Reputation: 146
I have a PySpark Dataframe, i want to update or create a column base on a pattern. My goal is to replace col2 of Initial dataframe or create new column that will contain the 2 first rows as pattern (2.54, 3.21) that will be replicate on others rows of col2 like target dataframe below.
Initial dataframe:
| ident1 | Col2 | Tag |
|:--- ---|:-----:|:----:|
| id1 | 2.54 | A |
| id2 | 3.21 | A |
| id3 | 2.23 | D |
| id4 | 3.41 | A |
| id5 | 2.45 | C |
| id6 | 3.11 | D |
Target Dataframe:
| ident1 | Col2 | Tag |
|:--- ---|:-----:|:----:|
| id1 | 2.54 | A |
| id2 | 3.21 | A |
| id3 | 2.54 | D |
| id4 | 3.21 | A |
| id5 | 2.54 | C |
| id6 | 3.21 | D |
How can do it ? for small database, i can to it with loop for or list functions. But i deal with big database.
Upvotes: 0
Views: 50
Reputation: 3348
This will work -
Input:
df = spark.createDataFrame([["1", 2.54,"A"], ["2", 3.21,"B"], ["3", 3.54,"C"], ["4", 4.21,"D"], ["5", 5.54,"C"]]).toDF("id", "col2", "tag")
df.show()
Output:
df = df.withColumn("rn", F.row_number().over(Window.orderBy("Id")));
firstTwoRows=df.withColumn("rn", F.row_number().over(Window.orderBy("Id"))).filter(F.col("rn") <=2).collect()

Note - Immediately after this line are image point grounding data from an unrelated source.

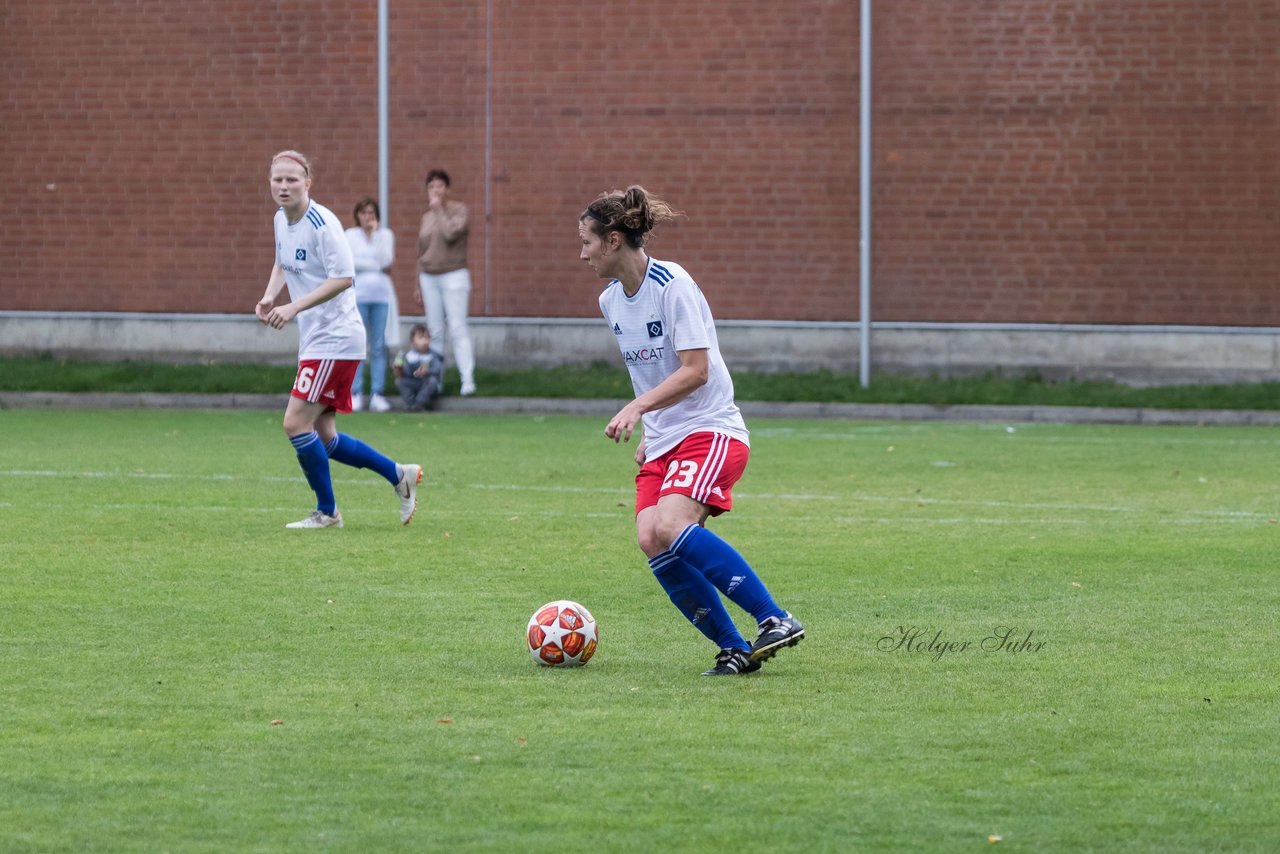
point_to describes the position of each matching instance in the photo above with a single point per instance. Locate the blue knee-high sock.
(696, 599)
(315, 466)
(727, 570)
(353, 452)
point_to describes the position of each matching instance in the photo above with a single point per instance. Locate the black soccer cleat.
(732, 662)
(776, 633)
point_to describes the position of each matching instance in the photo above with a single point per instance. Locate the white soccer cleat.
(407, 492)
(319, 520)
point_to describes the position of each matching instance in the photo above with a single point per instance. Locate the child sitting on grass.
(419, 371)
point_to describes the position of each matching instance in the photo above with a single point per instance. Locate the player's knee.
(649, 542)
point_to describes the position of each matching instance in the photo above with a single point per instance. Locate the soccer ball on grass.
(561, 634)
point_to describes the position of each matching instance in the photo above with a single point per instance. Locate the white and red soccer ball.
(561, 634)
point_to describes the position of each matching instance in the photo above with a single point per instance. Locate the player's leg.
(703, 471)
(351, 451)
(300, 420)
(686, 588)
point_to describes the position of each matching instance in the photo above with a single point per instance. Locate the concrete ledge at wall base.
(1137, 355)
(604, 409)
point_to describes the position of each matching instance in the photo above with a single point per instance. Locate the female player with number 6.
(314, 259)
(695, 442)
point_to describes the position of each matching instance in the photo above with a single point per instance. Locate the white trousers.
(446, 298)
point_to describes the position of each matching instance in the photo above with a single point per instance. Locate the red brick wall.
(1042, 160)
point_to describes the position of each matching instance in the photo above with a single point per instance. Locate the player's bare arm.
(682, 382)
(278, 316)
(274, 283)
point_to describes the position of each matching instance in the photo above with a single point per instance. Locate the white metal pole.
(383, 160)
(864, 124)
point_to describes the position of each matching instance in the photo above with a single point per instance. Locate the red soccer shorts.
(325, 380)
(704, 466)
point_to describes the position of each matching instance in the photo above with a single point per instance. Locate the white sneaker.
(319, 520)
(407, 492)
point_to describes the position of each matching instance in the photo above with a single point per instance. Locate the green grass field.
(179, 672)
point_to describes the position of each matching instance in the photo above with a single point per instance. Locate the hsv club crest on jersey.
(666, 315)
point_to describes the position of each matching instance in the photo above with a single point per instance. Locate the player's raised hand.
(263, 309)
(624, 423)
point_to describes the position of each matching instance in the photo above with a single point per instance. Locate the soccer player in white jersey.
(694, 443)
(314, 259)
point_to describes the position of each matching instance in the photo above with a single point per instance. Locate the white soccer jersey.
(666, 315)
(311, 251)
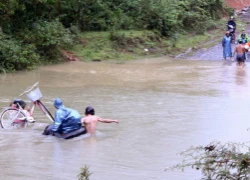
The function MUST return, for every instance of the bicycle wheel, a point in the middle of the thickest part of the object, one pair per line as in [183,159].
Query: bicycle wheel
[45,110]
[12,118]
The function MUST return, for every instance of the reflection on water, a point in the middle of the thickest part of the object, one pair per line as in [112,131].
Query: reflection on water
[164,106]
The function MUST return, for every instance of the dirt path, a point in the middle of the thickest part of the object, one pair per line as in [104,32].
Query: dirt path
[215,52]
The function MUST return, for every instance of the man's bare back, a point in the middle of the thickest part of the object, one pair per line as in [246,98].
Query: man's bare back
[90,120]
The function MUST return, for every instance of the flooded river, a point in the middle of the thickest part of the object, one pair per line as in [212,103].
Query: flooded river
[164,106]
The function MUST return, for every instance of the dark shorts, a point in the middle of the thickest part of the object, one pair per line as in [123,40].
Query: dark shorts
[240,58]
[78,132]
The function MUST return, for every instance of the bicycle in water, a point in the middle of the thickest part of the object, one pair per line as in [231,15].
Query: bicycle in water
[17,116]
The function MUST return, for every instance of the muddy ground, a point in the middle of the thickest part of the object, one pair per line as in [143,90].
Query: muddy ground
[216,52]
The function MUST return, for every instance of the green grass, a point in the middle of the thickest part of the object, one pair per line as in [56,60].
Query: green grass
[128,45]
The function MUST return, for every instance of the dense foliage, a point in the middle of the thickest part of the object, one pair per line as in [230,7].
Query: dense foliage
[34,31]
[220,161]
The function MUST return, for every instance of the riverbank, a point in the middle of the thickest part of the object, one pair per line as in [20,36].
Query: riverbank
[125,45]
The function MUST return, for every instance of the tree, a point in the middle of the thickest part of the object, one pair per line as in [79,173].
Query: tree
[228,161]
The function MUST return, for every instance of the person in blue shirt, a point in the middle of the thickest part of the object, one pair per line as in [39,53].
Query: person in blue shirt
[67,122]
[227,47]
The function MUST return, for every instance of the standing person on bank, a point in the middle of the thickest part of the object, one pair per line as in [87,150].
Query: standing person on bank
[240,51]
[243,37]
[227,47]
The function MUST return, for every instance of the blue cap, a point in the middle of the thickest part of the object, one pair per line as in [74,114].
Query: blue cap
[58,103]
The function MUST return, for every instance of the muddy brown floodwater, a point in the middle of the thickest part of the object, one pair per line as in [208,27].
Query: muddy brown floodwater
[164,106]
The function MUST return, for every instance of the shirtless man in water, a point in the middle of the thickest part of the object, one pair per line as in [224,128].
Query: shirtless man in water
[90,120]
[240,57]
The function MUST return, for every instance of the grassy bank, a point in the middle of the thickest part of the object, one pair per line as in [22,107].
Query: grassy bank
[126,45]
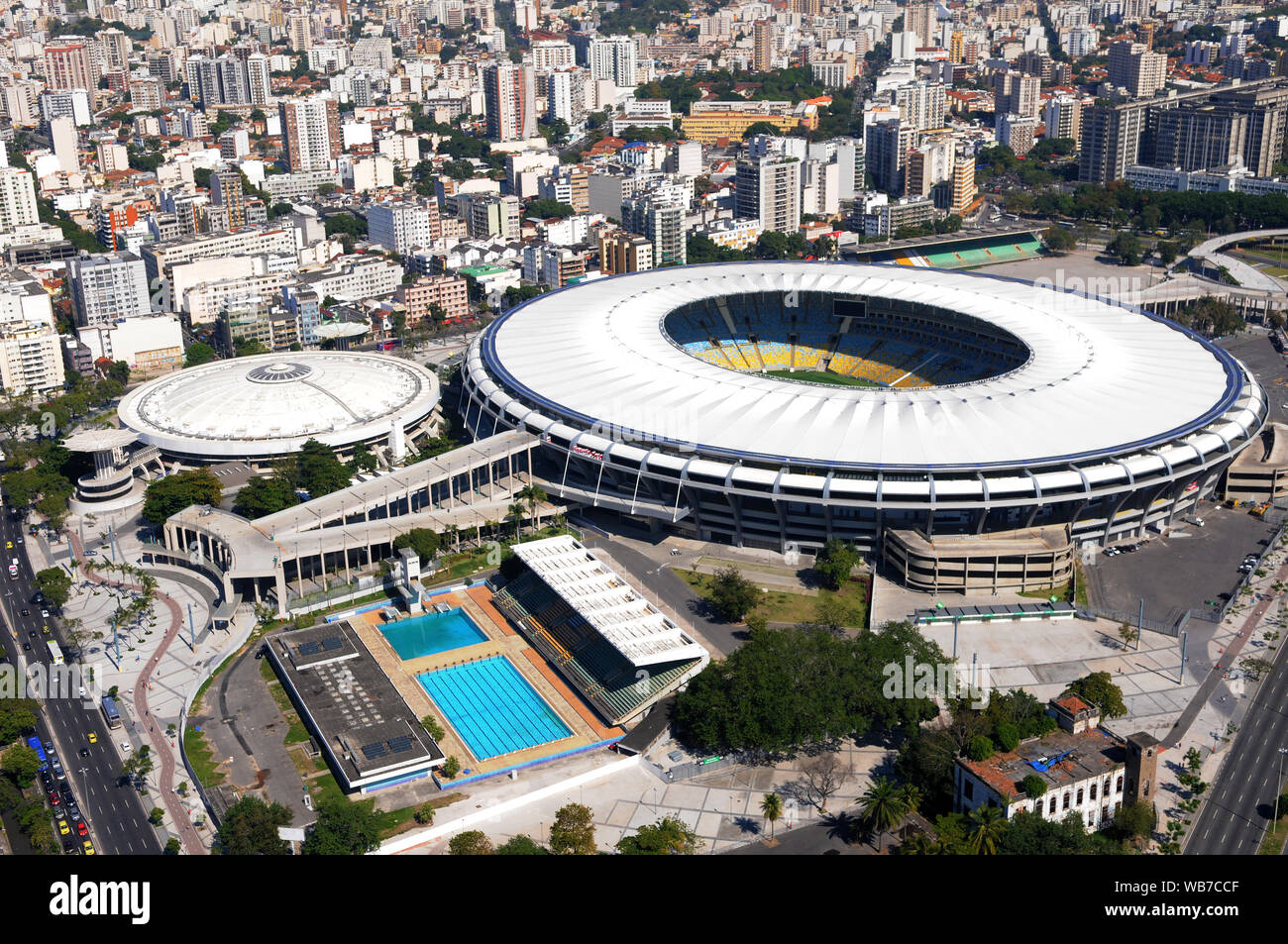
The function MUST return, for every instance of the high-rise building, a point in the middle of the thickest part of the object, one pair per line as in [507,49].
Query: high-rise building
[1111,142]
[887,151]
[404,226]
[1198,138]
[567,95]
[1063,117]
[17,198]
[258,80]
[69,65]
[922,104]
[226,189]
[108,286]
[1017,94]
[613,58]
[310,132]
[769,189]
[662,224]
[1133,67]
[763,46]
[621,252]
[299,31]
[509,94]
[552,54]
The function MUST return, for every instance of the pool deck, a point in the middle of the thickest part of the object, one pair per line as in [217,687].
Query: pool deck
[501,640]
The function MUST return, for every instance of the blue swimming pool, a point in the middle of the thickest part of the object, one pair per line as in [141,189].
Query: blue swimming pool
[492,707]
[432,633]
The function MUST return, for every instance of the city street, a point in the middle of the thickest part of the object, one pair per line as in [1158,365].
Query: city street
[117,819]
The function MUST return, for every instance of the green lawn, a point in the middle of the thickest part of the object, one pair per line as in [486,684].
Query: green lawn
[784,607]
[201,758]
[822,377]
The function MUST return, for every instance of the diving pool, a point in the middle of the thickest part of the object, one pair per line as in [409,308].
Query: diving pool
[432,633]
[492,707]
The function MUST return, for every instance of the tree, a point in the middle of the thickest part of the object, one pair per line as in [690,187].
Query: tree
[883,807]
[265,494]
[772,809]
[1127,248]
[1057,240]
[344,828]
[1100,690]
[172,493]
[21,763]
[669,836]
[980,749]
[197,353]
[1033,786]
[423,541]
[1128,634]
[824,776]
[54,583]
[469,842]
[1134,819]
[574,831]
[546,209]
[433,728]
[833,613]
[522,845]
[987,824]
[761,128]
[755,700]
[733,595]
[833,563]
[317,471]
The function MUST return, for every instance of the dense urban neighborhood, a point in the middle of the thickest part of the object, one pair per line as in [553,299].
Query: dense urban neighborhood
[644,428]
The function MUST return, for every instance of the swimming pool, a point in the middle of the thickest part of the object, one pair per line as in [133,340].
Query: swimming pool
[432,633]
[492,707]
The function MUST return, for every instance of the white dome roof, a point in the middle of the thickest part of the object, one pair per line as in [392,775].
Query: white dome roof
[270,404]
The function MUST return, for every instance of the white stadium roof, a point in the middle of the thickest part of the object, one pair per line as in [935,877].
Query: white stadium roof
[270,404]
[632,625]
[1100,377]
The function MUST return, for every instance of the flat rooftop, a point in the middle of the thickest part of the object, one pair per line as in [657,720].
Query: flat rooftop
[618,612]
[369,732]
[1060,759]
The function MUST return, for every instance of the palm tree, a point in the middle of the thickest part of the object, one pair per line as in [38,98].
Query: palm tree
[911,797]
[883,807]
[772,809]
[515,511]
[533,494]
[987,826]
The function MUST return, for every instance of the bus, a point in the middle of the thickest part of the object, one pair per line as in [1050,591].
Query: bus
[110,713]
[34,743]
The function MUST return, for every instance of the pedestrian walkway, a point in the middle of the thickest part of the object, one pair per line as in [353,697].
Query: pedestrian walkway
[163,749]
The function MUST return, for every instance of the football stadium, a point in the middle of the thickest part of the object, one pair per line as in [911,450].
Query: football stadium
[970,430]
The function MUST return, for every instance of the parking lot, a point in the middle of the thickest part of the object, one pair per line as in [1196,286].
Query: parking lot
[1180,571]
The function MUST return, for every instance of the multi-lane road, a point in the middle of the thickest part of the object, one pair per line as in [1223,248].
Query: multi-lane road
[1240,805]
[117,820]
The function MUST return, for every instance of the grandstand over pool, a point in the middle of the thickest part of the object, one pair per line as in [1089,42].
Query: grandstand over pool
[604,638]
[704,397]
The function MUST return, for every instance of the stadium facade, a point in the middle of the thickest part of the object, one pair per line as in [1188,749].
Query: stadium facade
[778,404]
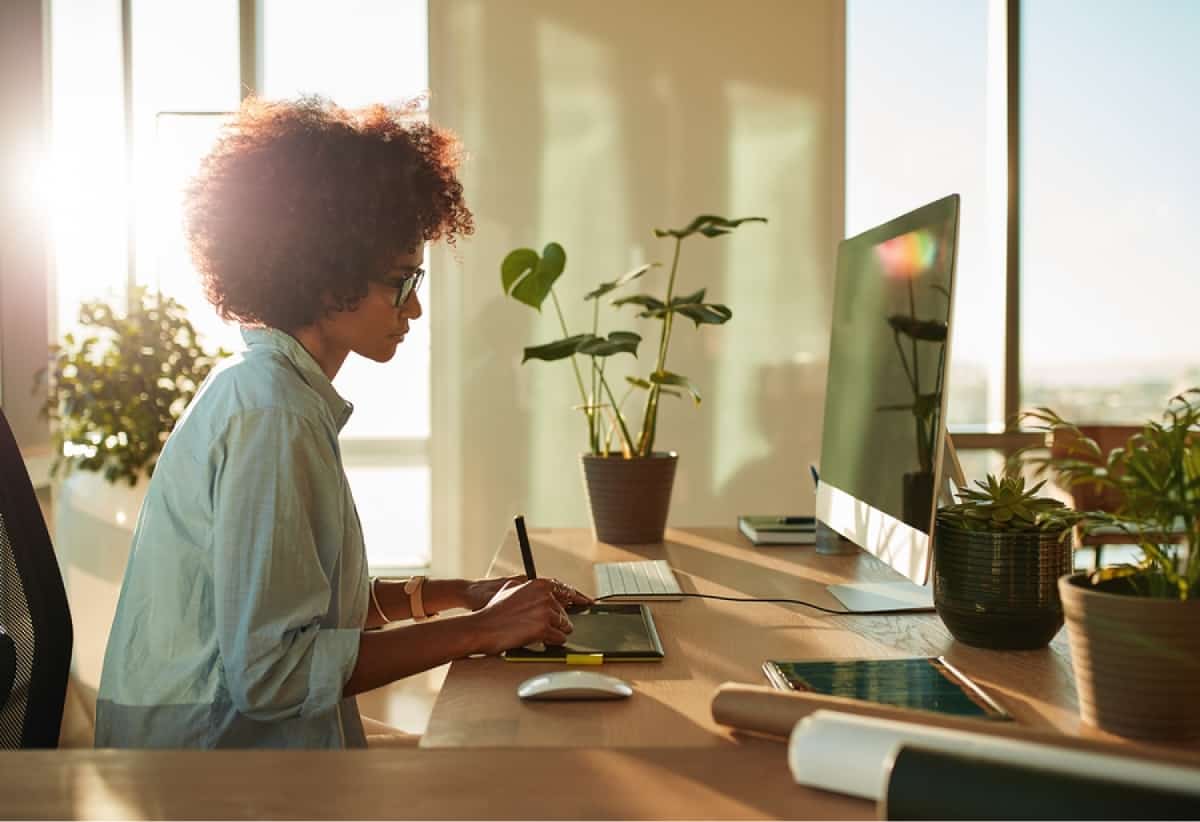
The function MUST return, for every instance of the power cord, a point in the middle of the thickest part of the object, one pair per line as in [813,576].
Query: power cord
[779,601]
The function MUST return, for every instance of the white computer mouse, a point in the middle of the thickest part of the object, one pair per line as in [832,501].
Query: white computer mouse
[574,685]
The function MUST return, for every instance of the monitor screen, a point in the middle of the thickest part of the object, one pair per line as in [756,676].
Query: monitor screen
[882,436]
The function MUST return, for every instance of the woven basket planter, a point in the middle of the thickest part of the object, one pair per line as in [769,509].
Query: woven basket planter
[629,498]
[999,589]
[1137,660]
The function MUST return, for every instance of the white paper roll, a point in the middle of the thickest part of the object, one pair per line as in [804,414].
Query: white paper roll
[852,754]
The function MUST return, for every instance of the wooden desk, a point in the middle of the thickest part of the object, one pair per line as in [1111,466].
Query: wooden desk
[750,781]
[709,642]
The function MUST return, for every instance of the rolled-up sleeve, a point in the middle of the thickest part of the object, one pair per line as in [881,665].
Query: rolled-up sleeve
[274,568]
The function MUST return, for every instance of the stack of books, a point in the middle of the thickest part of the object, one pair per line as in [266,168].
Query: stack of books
[779,529]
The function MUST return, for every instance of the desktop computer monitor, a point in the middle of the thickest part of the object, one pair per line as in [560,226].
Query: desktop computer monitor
[883,430]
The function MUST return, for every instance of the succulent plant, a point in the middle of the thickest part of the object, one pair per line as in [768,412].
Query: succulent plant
[1007,505]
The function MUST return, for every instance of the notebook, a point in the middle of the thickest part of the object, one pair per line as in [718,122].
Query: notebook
[923,684]
[604,633]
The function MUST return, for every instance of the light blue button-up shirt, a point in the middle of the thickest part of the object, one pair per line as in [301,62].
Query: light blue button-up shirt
[246,588]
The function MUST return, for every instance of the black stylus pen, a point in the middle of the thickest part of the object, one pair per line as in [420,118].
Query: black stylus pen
[526,551]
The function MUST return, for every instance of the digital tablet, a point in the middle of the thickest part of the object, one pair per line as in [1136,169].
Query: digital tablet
[924,684]
[604,633]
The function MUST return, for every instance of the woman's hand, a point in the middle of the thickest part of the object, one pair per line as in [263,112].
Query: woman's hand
[523,611]
[479,593]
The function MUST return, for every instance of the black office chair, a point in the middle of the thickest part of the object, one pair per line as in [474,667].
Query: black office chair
[35,621]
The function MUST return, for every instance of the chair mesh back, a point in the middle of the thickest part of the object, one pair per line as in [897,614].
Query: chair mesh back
[33,610]
[16,622]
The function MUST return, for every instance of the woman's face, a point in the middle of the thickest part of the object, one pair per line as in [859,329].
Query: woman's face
[377,325]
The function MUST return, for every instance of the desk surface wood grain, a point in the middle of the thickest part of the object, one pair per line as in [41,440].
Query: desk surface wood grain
[748,781]
[709,642]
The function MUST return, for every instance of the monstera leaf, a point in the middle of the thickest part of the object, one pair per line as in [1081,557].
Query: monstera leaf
[618,342]
[708,225]
[918,329]
[691,306]
[605,287]
[528,277]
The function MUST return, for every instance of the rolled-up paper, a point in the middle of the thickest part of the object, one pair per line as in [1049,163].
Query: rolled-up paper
[772,712]
[853,755]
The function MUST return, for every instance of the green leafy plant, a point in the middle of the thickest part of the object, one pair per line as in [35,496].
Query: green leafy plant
[529,277]
[1157,473]
[118,388]
[1006,505]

df.withColumn("col2", F.when(F.col("rn")%2 == 0, F.lit(firstTwoRows[0]["col2"])).otherwise(F.lit(firstTwoRows[1]["col2"]))).drop("rn").show()
The assumption here is by first two rows you mean the first two ids, if this is not the case, simply remove the orderBy with a dummy orderBy(lit("A"))
Upvotes: 1